Figure 3.3 crRNA biogenesis pathways. (a) depicts a canonical crRNA biogenesis pathway for class 1 CRISPR systems, where Cas6 (or Cas5d in some subtypes) RNase recognizes and binds to hairpin structures in the pre‐crRNA, cleaving in their vicinity to liberate mature crRNAs. Cas6 remains bound to crRNA and acts as a platform for the assembly of the rest of Cascade effector complex. Two different strategies for the maturation of crRNAs in class 2 systems are shown in panels b and c.
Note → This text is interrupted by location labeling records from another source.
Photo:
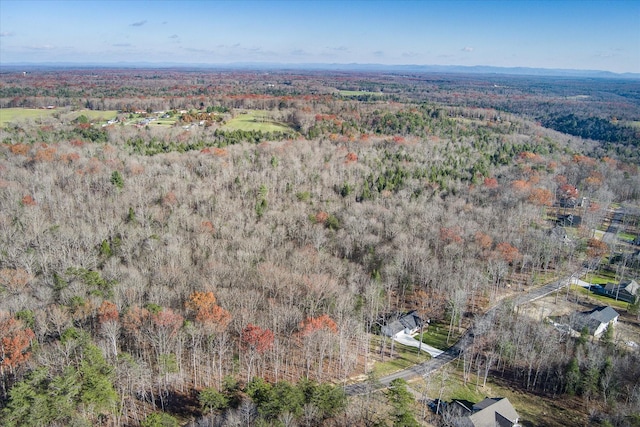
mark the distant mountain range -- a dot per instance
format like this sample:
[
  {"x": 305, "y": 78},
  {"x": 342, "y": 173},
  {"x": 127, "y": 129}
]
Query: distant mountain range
[{"x": 460, "y": 69}]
In (b), some class 2 systems (represented here with Cas12a), the effector enzyme itself recognizes the repeats in pre‐crRNA and cleaves the RNA 4 nucleotides upstream of the adjacent hairpin. crRNA processed in such a way remain paired with its Cas enzyme, forming a functional effector complex. In (c), type II systems crRNA processing requires tracrRNA which pairs with repeat regions and subsequently recruit Cas proteins and deploy cellular RNase III that liberates Cas9:crRNA:tracrRNA complex. 5’ end of crRNA is further processed by an unknown cellular nuclease. Colored rectangles represent spacers, gray stem‐loops repeat sequences, and red triangles cleavage sites.